Beam me up: A guide to choosing ceiling finishes
WHAT a massive first week back. Jess and I have spent a month on holidays with the kids and now a full week together nutting out exactly what she would like to see as the finished product of our house. I think a boys' trip to Fraser Island is definitely on the cards.
The main area of concern this week was our ceiling. Which finish is the right one for us?
When you start searching rafter ceiling or truss ceiling you are bombarded with many confusing photos and text that really don't explain much at all. So when Jess asked if we could have an exposed ceiling, I didn't really know what she meant.
Luckily Jess has started a Pinterest account and has gathered pictures from all over the world in a gallery just for our build. It's a pretty good way to scrapbook images of things that you like and they are on your phone all the time if your builder or, in our case, husband, needs to know what you are talking about.

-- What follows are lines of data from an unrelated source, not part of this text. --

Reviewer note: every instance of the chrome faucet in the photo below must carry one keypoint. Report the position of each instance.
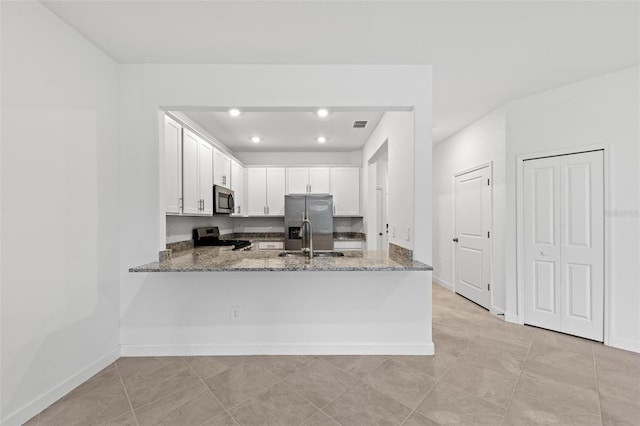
(306, 228)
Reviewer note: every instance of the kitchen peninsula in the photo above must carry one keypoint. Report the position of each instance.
(224, 259)
(217, 301)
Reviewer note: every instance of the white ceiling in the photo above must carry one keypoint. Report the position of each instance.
(288, 130)
(483, 53)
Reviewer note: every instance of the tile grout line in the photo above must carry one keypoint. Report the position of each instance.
(282, 380)
(135, 417)
(504, 419)
(595, 371)
(438, 379)
(211, 392)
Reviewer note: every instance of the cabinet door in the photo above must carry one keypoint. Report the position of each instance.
(297, 180)
(319, 180)
(275, 191)
(345, 182)
(190, 191)
(237, 186)
(221, 169)
(256, 191)
(205, 177)
(173, 166)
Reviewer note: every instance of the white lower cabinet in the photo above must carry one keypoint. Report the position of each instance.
(265, 191)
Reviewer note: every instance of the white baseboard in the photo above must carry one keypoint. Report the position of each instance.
(278, 349)
(49, 397)
(511, 318)
(627, 345)
(442, 283)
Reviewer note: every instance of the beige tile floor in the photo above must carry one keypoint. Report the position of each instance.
(485, 371)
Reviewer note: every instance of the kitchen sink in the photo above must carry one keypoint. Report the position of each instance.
(315, 254)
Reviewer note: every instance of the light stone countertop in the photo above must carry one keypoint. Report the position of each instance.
(223, 259)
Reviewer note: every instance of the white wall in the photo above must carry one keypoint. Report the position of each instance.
(602, 110)
(151, 311)
(60, 227)
(481, 142)
(396, 128)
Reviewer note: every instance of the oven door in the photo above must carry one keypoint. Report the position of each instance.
(223, 198)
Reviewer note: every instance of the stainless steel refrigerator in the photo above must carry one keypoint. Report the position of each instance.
(320, 211)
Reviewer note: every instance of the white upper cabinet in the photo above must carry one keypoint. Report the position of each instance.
(256, 191)
(237, 186)
(297, 180)
(205, 173)
(275, 191)
(265, 191)
(197, 172)
(221, 168)
(319, 180)
(173, 165)
(304, 180)
(190, 178)
(345, 187)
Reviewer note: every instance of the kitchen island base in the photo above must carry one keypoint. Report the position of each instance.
(278, 313)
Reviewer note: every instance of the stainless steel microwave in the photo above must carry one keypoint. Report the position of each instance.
(223, 200)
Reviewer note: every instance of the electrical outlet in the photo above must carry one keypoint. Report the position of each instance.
(234, 313)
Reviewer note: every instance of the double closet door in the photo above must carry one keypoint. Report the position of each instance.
(563, 258)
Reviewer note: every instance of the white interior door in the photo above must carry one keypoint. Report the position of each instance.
(563, 239)
(472, 234)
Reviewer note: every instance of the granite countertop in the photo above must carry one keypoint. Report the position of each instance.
(221, 259)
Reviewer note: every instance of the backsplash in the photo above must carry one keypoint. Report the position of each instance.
(179, 228)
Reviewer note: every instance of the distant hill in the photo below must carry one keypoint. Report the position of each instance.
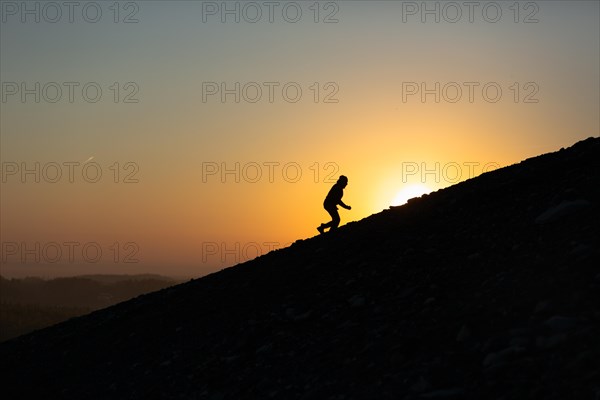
(488, 289)
(32, 303)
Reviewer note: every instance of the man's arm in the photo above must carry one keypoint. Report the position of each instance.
(341, 203)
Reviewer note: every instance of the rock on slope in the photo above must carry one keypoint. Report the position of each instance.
(486, 290)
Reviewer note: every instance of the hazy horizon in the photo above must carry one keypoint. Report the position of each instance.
(169, 138)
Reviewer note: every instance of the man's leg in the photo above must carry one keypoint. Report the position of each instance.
(335, 219)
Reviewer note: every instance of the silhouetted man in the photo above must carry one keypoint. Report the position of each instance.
(334, 197)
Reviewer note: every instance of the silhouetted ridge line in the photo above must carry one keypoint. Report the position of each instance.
(481, 290)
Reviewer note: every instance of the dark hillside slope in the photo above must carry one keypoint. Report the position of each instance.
(489, 289)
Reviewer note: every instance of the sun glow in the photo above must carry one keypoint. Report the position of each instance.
(409, 192)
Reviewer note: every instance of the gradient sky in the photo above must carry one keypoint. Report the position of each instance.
(176, 219)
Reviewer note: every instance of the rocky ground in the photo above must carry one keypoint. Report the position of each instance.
(489, 289)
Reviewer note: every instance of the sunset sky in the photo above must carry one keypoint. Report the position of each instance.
(194, 181)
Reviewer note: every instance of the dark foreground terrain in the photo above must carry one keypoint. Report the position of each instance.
(489, 289)
(29, 304)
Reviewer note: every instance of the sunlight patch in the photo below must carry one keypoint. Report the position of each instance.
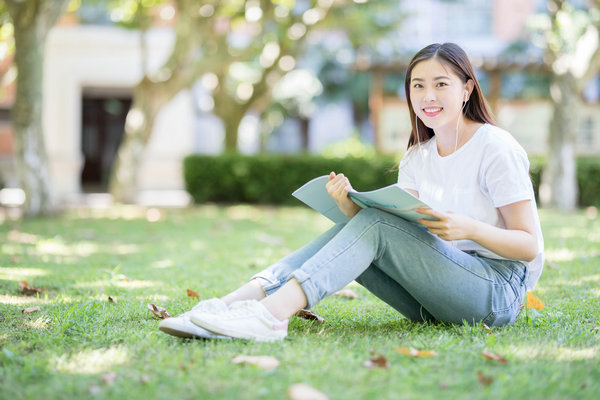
(132, 284)
(559, 255)
(59, 248)
(126, 248)
(19, 300)
(160, 264)
(243, 212)
(135, 284)
(92, 361)
(19, 274)
(41, 323)
(555, 353)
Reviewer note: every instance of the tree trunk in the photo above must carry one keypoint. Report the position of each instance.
(32, 20)
(148, 99)
(559, 180)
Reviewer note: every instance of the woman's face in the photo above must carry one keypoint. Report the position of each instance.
(437, 94)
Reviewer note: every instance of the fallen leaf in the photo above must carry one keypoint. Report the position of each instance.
(484, 379)
(493, 356)
(534, 302)
(307, 314)
(347, 293)
(416, 353)
(159, 312)
(485, 327)
(377, 362)
(29, 290)
(109, 378)
(301, 391)
(263, 362)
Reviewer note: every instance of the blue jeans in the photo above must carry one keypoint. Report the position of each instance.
(422, 276)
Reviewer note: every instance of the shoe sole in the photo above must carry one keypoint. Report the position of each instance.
(187, 335)
(217, 330)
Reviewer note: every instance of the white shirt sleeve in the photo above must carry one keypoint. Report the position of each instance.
(406, 176)
(506, 177)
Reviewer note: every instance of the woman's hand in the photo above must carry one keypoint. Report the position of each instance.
(338, 188)
(518, 241)
(449, 225)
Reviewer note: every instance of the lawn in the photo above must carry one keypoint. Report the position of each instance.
(94, 336)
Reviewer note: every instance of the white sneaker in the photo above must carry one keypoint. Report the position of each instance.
(181, 326)
(247, 319)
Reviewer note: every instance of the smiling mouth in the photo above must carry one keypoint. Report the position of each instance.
(432, 111)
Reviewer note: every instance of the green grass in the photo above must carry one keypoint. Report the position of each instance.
(78, 337)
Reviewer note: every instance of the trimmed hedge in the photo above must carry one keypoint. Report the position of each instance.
(270, 179)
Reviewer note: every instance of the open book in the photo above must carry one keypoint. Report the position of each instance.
(392, 199)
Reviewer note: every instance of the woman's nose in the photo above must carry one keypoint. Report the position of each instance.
(429, 94)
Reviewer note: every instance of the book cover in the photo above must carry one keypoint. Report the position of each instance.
(392, 199)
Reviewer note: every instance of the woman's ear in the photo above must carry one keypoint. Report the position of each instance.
(469, 86)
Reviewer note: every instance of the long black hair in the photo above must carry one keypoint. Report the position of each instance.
(455, 57)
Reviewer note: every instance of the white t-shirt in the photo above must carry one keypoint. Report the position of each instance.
(491, 170)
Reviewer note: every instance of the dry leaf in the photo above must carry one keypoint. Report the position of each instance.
(484, 379)
(534, 302)
(29, 290)
(493, 356)
(159, 312)
(109, 378)
(301, 391)
(263, 362)
(377, 362)
(486, 328)
(416, 353)
(347, 293)
(307, 314)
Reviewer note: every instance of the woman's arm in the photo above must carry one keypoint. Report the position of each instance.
(518, 241)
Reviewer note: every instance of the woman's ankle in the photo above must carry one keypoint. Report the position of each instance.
(250, 291)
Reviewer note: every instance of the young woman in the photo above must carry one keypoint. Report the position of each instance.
(473, 263)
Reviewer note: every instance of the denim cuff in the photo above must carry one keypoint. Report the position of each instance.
(310, 290)
(269, 283)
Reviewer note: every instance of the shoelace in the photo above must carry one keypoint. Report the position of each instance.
(241, 309)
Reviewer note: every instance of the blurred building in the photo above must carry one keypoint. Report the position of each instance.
(90, 71)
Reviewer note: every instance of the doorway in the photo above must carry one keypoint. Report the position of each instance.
(102, 129)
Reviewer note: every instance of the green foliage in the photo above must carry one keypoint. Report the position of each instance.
(270, 179)
(588, 173)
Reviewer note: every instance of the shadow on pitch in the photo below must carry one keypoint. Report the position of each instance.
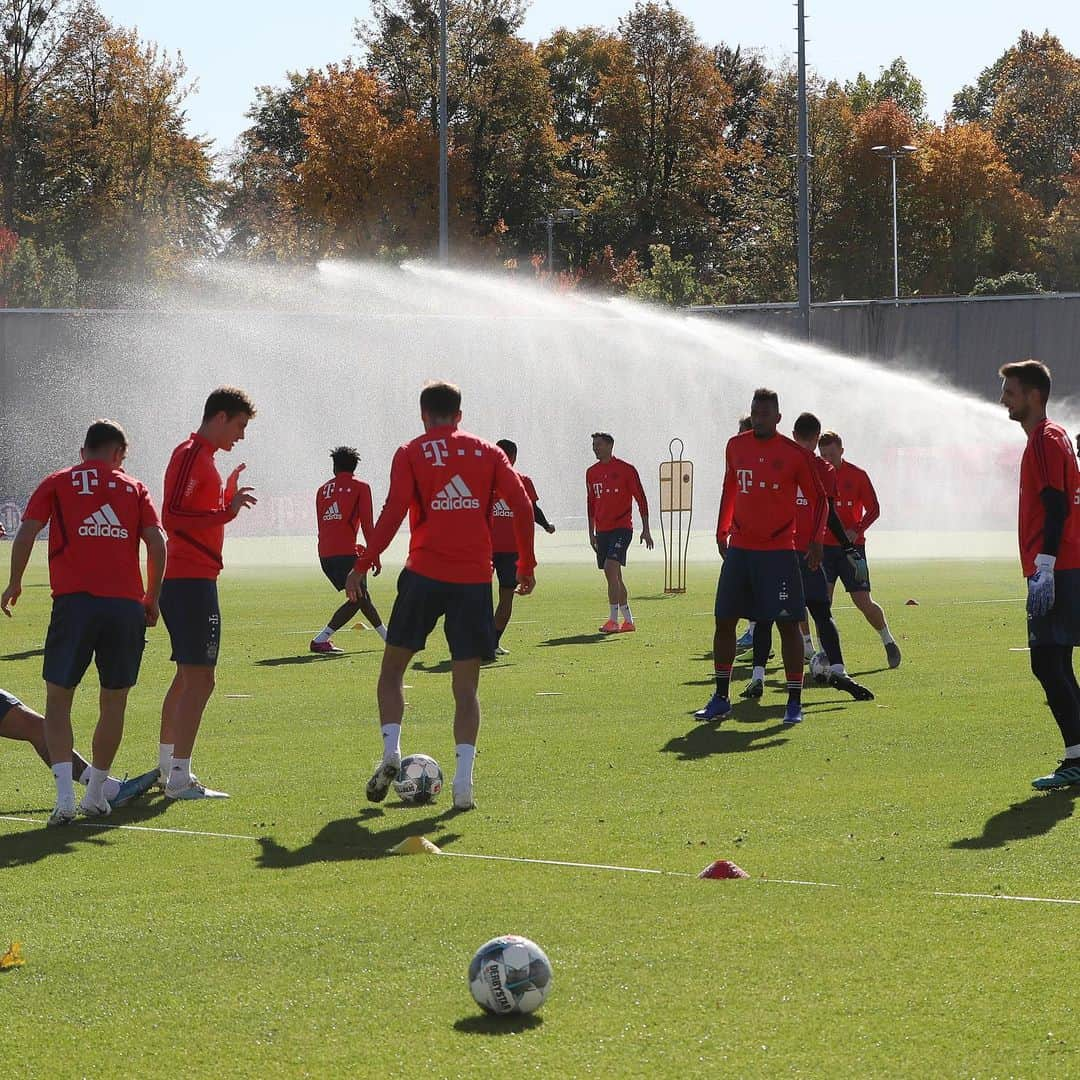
(350, 838)
(486, 1024)
(1034, 817)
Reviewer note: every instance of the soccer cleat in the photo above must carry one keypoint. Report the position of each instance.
(753, 689)
(61, 815)
(848, 685)
(193, 790)
(89, 809)
(131, 790)
(718, 709)
(379, 783)
(1064, 775)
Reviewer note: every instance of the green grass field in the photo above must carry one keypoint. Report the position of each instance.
(294, 945)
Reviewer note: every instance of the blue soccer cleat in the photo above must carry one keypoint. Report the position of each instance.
(718, 709)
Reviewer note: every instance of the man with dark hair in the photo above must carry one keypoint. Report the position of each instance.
(755, 534)
(1050, 554)
(100, 609)
(858, 507)
(504, 545)
(343, 505)
(446, 481)
(612, 486)
(197, 508)
(805, 432)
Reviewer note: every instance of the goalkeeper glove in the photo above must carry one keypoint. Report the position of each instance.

I'm going to try to explain some different varieties of ceilings, trusses and rafters. After all of that, Jess would like to see exposed beams as rafters with VJ board in between.
Common truss plaster ceiling
Most homes have a common truss with a flat plastered ceiling, either 2.4m or 2.7m high, which is easy and affordable when it comes to construction. You also get a bit of space in the ceiling to store clutter. All of our bedrooms are just simple square set plastered ceilings.
This truss system is totally enclosed between your roof and the plaster above you. They are by far the cheapest option, made from pine or treated pine and are nailed together with two top chords, a bottom chord, a king post and two truss webs.
Exposed rafter ceiling
A rafter ceiling is made up of slightly larger decorative timber beams that can be varnished or painted and run from the top of your walls to the pitch or peak of your ceiling - usually in an A frame-style pitch.
If we look at the common roof truss, an exposed rafter system is literally just the two top chords of the truss. There can be many beams making up the ceiling. Ours are 600mm apart and only in the main living, dining and kitchen area.
They make the room look massive as the peak is usually about four to five metres high. It is a great solution if your home is going to be built in an area with not much sunlight as it will brighten the whole area up. The costing is in the mid-range too so it won't hurt the back pocket either.
Exposed truss ceiling
Exposed truss ceilings can look amazing. They are the most decorative way to build your ceiling. Much like a common roof truss in an A-shape, exposed truss ceilings tend to be constructed out of a specific timber and joined with metal brackets or timber joints.
There are a few different variants of the exposed trusses. These look awesome in large homes and usually in cathedrals - one of the reasons it is also known as a cathedral ceiling. They are by far the most expensive way to go but look amazing.
Since our living, dining and kitchen face south, we really need as much light as possible so we chose against this option because of that reason. Also the price was a lot greater than the rafter system as they need to be engineered, which can add cost and time.
There are some downsides to an exposed truss ceiling, such as where to put the air-conditioning duct, as there is no internal roof cavity. If you choose this design, make sure all electrical and data wires are run before your roof goes on.